At the end of March last year, New Zealand's national debt, as measured by a negative net international investment position, was 86 percent of GDP, second to Iceland in the OECD.

The country's banks are rated AA by Standard & Poor's and have funded a shortfall in savings with commercial paper issues, which have been renewed every few months. They minimised risk by hedging their foreign exchange exposure in the futures market.

Meanwhile, Britain, the United States, Germany, Greece, Austria, Belgium and Ireland bailed out banks with taxpayer cash.


Because of its perilously low household savings New Zealand has long lived on foreign borrowings to fund spending.

Household borrowing stood at NZ$174.5 billion ($86 billion) at the end of December, which was financed largely by the "big four" Australian banks. About 40 percent of bank borrowing is due for renewal this year.

By the end of September, the annual current account deficit was 8.6 percent of gross domestic product, compared with the peak of 9.3 percent in the first quarter of 2006.

The saving grace had been the strong fiscal position of successive governments, with budget surpluses and falling debt.

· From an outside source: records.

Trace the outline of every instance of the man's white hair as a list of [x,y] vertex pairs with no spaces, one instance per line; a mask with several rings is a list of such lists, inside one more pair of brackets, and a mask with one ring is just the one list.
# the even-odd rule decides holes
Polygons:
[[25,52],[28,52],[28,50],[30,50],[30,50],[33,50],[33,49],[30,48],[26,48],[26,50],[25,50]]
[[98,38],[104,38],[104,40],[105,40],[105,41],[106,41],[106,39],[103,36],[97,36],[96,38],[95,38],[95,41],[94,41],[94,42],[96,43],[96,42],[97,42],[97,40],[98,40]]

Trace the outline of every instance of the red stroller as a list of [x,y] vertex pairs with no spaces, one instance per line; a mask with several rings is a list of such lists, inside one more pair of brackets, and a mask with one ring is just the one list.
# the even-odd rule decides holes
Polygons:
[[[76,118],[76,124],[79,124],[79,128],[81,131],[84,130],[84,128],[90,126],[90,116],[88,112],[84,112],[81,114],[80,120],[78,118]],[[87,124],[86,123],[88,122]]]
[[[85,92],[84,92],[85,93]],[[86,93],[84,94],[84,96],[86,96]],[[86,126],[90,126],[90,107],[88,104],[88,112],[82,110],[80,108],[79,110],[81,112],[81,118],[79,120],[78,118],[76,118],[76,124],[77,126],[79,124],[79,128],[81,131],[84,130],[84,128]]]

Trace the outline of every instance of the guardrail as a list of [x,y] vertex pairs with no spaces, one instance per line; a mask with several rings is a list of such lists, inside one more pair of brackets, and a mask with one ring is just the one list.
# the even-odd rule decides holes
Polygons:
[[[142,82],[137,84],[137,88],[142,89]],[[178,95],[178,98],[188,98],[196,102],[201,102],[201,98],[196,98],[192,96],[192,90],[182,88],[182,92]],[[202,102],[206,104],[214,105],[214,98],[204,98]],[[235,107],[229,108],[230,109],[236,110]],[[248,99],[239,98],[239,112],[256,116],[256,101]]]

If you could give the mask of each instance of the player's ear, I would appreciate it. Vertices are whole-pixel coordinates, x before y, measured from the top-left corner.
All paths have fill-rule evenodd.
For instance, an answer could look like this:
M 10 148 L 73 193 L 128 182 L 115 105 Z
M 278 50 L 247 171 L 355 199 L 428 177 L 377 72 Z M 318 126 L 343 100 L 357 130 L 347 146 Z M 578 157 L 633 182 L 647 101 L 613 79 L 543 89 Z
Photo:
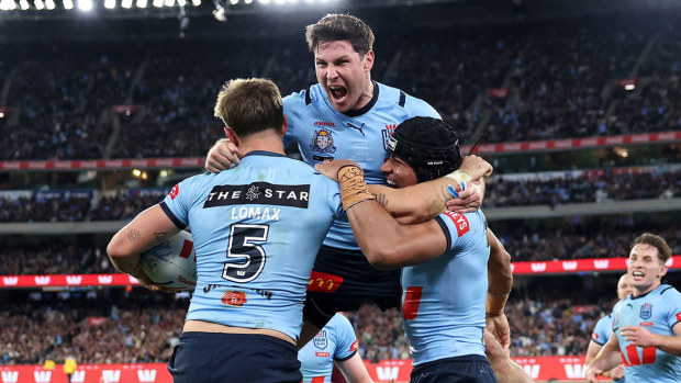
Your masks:
M 234 131 L 232 131 L 231 127 L 225 126 L 225 135 L 232 143 L 234 143 L 234 145 L 238 146 L 238 136 L 234 133 Z
M 367 52 L 367 54 L 365 55 L 365 63 L 364 63 L 364 69 L 365 71 L 369 71 L 371 70 L 371 68 L 373 68 L 373 50 L 369 50 Z
M 283 137 L 286 135 L 286 132 L 289 129 L 289 121 L 286 117 L 286 114 L 283 115 L 283 124 L 281 124 L 281 136 Z

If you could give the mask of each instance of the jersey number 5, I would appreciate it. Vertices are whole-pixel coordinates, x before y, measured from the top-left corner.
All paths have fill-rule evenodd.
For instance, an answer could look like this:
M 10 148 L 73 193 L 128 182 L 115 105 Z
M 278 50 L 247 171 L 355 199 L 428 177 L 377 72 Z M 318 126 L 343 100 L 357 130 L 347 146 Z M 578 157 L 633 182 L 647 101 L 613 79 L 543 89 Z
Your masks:
M 253 241 L 266 241 L 269 234 L 269 225 L 232 225 L 230 233 L 230 247 L 227 247 L 227 258 L 246 260 L 243 263 L 225 262 L 222 270 L 222 278 L 232 282 L 250 282 L 258 278 L 265 267 L 267 258 L 260 245 Z

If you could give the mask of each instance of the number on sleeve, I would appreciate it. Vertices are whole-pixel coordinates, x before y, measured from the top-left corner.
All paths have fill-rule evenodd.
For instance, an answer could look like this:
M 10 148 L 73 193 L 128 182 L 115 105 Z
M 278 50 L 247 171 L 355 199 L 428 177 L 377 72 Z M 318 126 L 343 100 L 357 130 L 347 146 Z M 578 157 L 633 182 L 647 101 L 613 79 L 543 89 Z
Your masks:
M 260 245 L 253 241 L 266 241 L 269 225 L 232 225 L 227 258 L 245 259 L 244 263 L 225 262 L 222 278 L 232 282 L 250 282 L 258 278 L 265 267 L 266 254 Z

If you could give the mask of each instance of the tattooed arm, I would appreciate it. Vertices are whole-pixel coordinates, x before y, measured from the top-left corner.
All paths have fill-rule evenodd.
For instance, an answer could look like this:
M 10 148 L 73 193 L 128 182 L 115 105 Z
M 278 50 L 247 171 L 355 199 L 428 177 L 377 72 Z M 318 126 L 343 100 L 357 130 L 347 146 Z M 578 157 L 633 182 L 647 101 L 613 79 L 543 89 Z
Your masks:
M 160 205 L 154 205 L 139 213 L 130 224 L 116 233 L 107 254 L 113 266 L 137 279 L 145 279 L 139 263 L 139 254 L 179 233 L 179 229 L 164 213 Z

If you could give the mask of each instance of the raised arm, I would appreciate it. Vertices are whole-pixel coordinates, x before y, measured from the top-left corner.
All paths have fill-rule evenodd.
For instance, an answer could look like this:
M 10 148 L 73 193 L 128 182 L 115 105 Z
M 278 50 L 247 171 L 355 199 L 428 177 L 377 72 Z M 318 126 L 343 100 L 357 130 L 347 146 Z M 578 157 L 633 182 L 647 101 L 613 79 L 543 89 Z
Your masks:
M 450 174 L 436 180 L 417 183 L 403 189 L 370 184 L 369 191 L 376 200 L 401 224 L 414 224 L 436 217 L 447 209 L 448 201 L 455 200 L 449 188 L 460 191 L 461 181 L 473 180 L 475 185 L 462 192 L 461 199 L 450 202 L 456 210 L 475 211 L 480 207 L 483 183 L 479 180 L 492 172 L 492 166 L 478 156 L 464 158 L 461 167 Z M 470 185 L 470 183 L 469 183 Z
M 619 353 L 619 342 L 617 341 L 617 335 L 613 331 L 610 339 L 601 351 L 599 351 L 596 358 L 589 363 L 587 369 L 587 380 L 590 383 L 596 383 L 598 375 L 602 375 L 604 371 L 610 371 L 622 363 L 622 354 Z
M 490 260 L 488 261 L 489 286 L 485 322 L 488 330 L 494 335 L 501 347 L 507 352 L 511 346 L 511 328 L 504 314 L 504 307 L 513 286 L 511 255 L 489 228 L 487 238 L 490 244 Z
M 107 254 L 113 267 L 135 277 L 147 286 L 153 283 L 142 270 L 139 254 L 178 233 L 179 228 L 168 218 L 160 205 L 156 204 L 139 213 L 120 229 L 107 246 Z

That is changing. Market watchers expect large deficits as spending rises and tax revenues fall because of the deepening recession. At the same time, borrowing rises to cover the shortfall, which triggered warnings from rating agencies.

"We are worried that international investors may lose confidence in New Zealand's ability to meet its obligation. That would present a risk at the sovereign level," S&P credit analyst Kyran Curry said.

S&P has downgraded the outlook on New Zealand's AA plus foreign currency rating to negative from stable in January on concerns over its rising fiscal and external deficits.

But the economy's former strength, may be its future saviour.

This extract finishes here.